Design/methodology/approach
The methodology adopted is based on identification of financing problems and the reasons thereof, from a systematic and critical review of literature. Financing details including problems faced and reasons behind were extracted from details of one port, one airport and one road project. Data pertaining to financing of PPP road projects have been collected for completed (five projects) as well as projects under implementation (five projects) during a time interval of four months, starting from December 2018 to March 2019. The chosen three projects for case studies were executed in airport project at Kolkata in four years, offshore container terminal at Mumbai port in six years and Tuni Ankapali road project in three years. This period attains importance, as simultaneous progressive development and innovation in the PPP mode of project execution was taking place rapidly.
Findings
The commercial banks in India dominate in providing debt to the PPP infrastructure projects, especially in the road sector. The non-banking financial companies and other intermediaries were still in their infancy then, and a corporate bond market was growing steadily, though slowly. Financing problems faced by the developers resulted in unwarranted time and cost overruns emanating from delay in land acquisition and grant of approvals, with these being the two major barriers to private sector participation. Even schedule overrun finally resulted in increased construction and financing cost.
Originality/value
Demand for upgradation, building and expansion of transportation infrastructure (roads) exists to keep pace with economic development. Problems like lack of a developed market for financing, inadequate institutional capacity, lack of personnel having domain expertise and absence of exclusive legislation to govern the implementation of PPP road projects are encountered by the sponsors and developers.

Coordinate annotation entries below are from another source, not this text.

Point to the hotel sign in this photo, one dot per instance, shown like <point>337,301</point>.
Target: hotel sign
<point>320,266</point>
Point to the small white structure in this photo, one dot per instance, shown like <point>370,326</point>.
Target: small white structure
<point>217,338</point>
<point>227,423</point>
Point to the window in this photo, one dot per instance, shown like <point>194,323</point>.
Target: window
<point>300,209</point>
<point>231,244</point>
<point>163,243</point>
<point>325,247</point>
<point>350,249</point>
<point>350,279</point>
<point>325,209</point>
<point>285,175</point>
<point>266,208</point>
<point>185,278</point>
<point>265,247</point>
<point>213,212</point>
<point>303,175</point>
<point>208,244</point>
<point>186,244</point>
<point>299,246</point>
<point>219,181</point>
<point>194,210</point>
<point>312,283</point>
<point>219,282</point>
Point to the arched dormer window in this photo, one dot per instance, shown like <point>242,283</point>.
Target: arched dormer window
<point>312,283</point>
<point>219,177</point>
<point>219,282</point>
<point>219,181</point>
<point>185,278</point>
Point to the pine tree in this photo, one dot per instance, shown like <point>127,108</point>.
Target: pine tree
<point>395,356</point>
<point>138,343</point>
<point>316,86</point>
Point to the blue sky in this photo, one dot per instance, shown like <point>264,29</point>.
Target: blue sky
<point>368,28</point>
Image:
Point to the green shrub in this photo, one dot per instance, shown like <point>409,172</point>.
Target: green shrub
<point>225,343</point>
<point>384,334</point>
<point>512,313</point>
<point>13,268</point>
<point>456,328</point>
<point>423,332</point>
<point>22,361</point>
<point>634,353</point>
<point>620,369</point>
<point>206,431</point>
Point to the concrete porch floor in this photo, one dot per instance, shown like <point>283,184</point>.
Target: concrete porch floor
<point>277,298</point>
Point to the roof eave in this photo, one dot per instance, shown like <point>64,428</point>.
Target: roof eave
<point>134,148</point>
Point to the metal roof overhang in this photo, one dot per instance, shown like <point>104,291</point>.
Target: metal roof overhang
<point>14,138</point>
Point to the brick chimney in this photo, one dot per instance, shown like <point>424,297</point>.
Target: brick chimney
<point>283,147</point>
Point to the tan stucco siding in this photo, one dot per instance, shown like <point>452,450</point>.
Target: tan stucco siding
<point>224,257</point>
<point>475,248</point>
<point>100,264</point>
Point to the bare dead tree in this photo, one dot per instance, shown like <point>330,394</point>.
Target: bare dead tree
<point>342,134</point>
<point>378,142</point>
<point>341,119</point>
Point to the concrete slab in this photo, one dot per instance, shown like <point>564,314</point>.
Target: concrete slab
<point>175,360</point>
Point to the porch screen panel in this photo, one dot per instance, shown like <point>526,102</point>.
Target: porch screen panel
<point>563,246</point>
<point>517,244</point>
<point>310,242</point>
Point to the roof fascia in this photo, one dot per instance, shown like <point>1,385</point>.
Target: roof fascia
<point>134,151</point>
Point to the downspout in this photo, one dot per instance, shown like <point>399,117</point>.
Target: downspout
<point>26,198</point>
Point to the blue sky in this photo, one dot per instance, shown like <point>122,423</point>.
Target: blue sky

Delay in land acquisition and environment clearance inhibits any decisive action by the lenders and investors, as these two are integrally linked to the decisions to be taken with respect to the financing of projects. Investors and bankers are generally apprehensive of their investment getting locked in or ending up as non-performing assets. Identification and proposed mitigation of these problems may likely smoothen the rough edges for the financing of projects, resulting in smoother implementation.